Après la bourse, c'est au tour du marché obligataire : UBS affirme que le « classement de la mise à mort » de l'IA est mis à jour, et que 120 milliards de dollars de prêts aux entreprises sont confrontés à un risque de défaut
Lorsque Wall Street tremble encore face à la chute brutale des actions de logiciels, UBS tire la sonnette d’alarme : le marché du crédit pourrait être la « bombe à retardement invisible » non encore pleinement évaluée dans la vague de disruption de l’IA. Avec la vitesse d’évolution de la technologie d’intelligence artificielle dépassant largement les prévisions, les entreprises de logiciels et de services de données fortement endettées — en particulier celles détenues par du capital-investissement — se trouvent au bord de la faillite.
Le responsable de la stratégie de crédit chez UBS, Matthew Mish, indique dans un rapport publié mercredi (12 avril) que le marché est en train de réévaluer une « disruption rapide et radicale ». Il prévoit qu’à la fin de l’année prochaine, seuls les prêts à effet de levier et le crédit privé pourraient voir 75 à 120 milliards de dollars de défauts supplémentaires. Cette estimation repose sur le scénario de référence d’UBS : un taux de défaut sur les prêts à effet de levier en hausse de 2,5 points de pourcentage, représentant environ 1,5 trillion de dollars ; un taux de défaut sur le crédit privé en hausse de 4 points, représentant environ 2 trillions de dollars.
« La réaction du marché est lente parce qu’ils ne s’attendaient vraiment pas à ce que cela arrive si vite », a déclaré Mish dans une interview à CNBC. Il souligne qu’avec la sortie de modèles avancés par des entreprises comme Anthropic et OpenAI, les attentes concernant le calendrier de la disruption de l’IA ont été fortement comprimées. « Les gens doivent réajuster toute leur façon d’évaluer ce risque de rupture, car ce n’est pas un problème pour 2027 ou 2028. »
De « l’histoire de croissance » à « la course contre la montre »
Depuis ce mois, la narration autour de l’IA a connu une transformation fondamentale : le marché ne voit plus cette technologie comme un bénéfice universel pour toutes les entreprises technologiques, mais comme une redistribution brutale où les gagnants raflent tout.
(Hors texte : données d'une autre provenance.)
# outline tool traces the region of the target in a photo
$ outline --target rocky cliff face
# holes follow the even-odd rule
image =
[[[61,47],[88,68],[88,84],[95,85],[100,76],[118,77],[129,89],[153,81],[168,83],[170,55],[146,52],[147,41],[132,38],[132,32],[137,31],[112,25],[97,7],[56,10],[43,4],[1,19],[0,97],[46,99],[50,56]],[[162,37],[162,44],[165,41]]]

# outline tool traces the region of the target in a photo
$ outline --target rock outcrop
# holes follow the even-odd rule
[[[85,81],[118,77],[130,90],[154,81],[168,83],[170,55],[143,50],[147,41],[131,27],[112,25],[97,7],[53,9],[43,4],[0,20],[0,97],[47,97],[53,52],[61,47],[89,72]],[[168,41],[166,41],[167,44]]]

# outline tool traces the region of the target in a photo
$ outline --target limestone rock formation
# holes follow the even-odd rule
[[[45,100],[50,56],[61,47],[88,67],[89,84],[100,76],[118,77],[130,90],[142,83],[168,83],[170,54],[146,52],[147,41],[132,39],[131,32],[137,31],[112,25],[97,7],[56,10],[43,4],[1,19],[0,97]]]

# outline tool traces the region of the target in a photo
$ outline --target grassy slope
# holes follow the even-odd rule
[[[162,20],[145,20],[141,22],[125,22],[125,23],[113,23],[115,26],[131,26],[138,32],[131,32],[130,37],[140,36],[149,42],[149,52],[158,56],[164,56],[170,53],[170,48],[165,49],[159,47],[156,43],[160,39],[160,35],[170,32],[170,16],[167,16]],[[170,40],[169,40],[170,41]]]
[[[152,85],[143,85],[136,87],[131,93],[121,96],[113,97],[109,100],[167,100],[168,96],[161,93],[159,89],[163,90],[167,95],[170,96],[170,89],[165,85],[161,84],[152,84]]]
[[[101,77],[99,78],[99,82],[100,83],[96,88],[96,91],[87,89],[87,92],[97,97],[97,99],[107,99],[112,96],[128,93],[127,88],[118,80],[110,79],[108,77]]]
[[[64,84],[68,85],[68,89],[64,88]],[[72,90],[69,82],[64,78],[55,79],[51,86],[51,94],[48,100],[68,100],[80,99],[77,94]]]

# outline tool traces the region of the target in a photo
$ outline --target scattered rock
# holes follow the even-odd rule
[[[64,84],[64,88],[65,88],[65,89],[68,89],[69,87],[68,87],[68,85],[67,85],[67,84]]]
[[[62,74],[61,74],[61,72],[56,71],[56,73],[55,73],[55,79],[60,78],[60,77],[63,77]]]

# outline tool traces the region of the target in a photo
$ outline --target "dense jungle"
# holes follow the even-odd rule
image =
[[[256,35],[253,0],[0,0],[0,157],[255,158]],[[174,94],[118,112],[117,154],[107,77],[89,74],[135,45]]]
Bien que les actions de logiciels soient les premières à subir des ventes massives, la panique s’est rapidement propagée à la finance, à l’immobilier, au transport routier et à d’autres secteurs apparemment sans lien.
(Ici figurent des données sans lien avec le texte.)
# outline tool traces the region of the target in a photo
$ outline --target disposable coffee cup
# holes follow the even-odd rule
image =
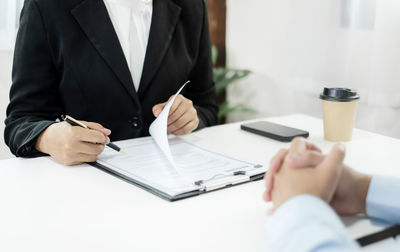
[[[332,142],[351,141],[359,94],[347,88],[324,88],[320,98],[325,139]]]

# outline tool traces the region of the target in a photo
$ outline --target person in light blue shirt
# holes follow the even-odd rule
[[[280,150],[265,176],[268,251],[358,251],[340,215],[366,214],[400,224],[400,179],[369,176],[343,164],[345,149],[328,155],[302,138]]]

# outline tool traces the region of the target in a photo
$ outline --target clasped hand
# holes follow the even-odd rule
[[[365,213],[371,177],[343,164],[345,149],[336,144],[323,155],[303,138],[293,140],[289,150],[280,150],[265,175],[264,200],[274,209],[291,198],[310,194],[330,204],[338,214]]]

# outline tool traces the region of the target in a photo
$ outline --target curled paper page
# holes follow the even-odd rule
[[[182,91],[182,89],[188,84],[190,81],[187,81],[182,87],[176,92],[174,97],[165,105],[163,111],[161,111],[160,115],[154,120],[154,122],[150,125],[150,135],[153,137],[154,141],[157,143],[158,147],[161,149],[165,157],[168,159],[170,164],[177,169],[174,159],[172,158],[171,149],[169,148],[168,143],[168,114],[171,110],[171,106],[175,101],[176,96]]]

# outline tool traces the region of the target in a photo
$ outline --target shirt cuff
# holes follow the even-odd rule
[[[312,195],[294,197],[267,220],[267,241],[271,251],[314,251],[355,249],[333,209]]]
[[[399,193],[400,178],[374,176],[367,194],[367,215],[400,224]]]

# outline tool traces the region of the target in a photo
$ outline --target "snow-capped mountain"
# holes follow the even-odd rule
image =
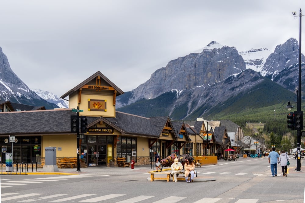
[[[69,108],[69,102],[68,101],[63,100],[51,92],[41,89],[34,89],[32,90],[42,99],[50,103],[56,104],[59,108],[65,109]]]
[[[244,59],[247,69],[252,69],[260,72],[264,67],[267,58],[272,53],[267,49],[262,48],[257,49],[251,49],[238,53]]]

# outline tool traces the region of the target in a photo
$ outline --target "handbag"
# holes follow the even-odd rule
[[[157,163],[156,163],[156,164],[155,164],[155,165],[156,165],[156,166],[159,166],[160,165],[160,164],[161,164],[161,163],[160,163],[160,162],[159,162],[158,161],[157,161]]]

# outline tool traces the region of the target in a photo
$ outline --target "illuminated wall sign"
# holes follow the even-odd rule
[[[88,99],[88,110],[107,111],[107,100]]]
[[[168,137],[168,132],[163,131],[162,132],[162,136],[165,137]]]
[[[109,128],[93,128],[88,129],[89,133],[111,133],[113,134],[113,129]]]

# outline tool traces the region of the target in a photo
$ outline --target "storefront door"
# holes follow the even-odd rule
[[[88,145],[88,166],[107,166],[107,148],[106,145]]]

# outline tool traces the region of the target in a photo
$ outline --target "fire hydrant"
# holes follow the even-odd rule
[[[131,160],[131,162],[130,162],[130,164],[131,165],[131,169],[133,169],[135,168],[135,161],[133,160]]]

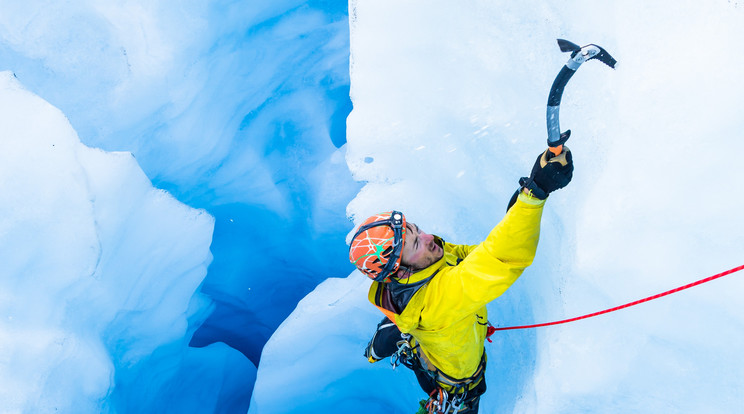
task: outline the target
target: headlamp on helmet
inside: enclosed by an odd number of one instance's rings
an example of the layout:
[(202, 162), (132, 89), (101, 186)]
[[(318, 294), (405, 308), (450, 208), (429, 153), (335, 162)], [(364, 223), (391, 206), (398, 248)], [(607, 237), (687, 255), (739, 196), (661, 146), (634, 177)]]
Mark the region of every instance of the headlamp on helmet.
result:
[(406, 218), (399, 211), (376, 214), (362, 223), (349, 247), (349, 261), (375, 282), (389, 282), (400, 268)]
Mish insiste sur le fait qu’avec l’impact de l’IA, les entreprises peuvent être clairement classées en trois niveaux :
· Premier niveau : les créateurs de grands modèles fondamentaux comme Anthropic et OpenAI. Actuellement encore des startups, elles ont de fortes chances de devenir rapidement les prochaines grandes entreprises cotées.
· Deuxième niveau : les sociétés de logiciels de qualité investissement telles que Salesforce et Adobe. Dotées de bilans solides et de flux de trésorerie abondants, elles sont capables de déployer rapidement l’IA pour résister aux challengers.
· Troisième niveau : les entreprises de logiciels et de services de données détenues par du capital-investissement. Ces sociétés ont généralement un niveau d’endettement élevé et dépendent fortement de modèles d’affaires traditionnels, ce qui les rend les plus vulnérables face à la disruption de l’IA.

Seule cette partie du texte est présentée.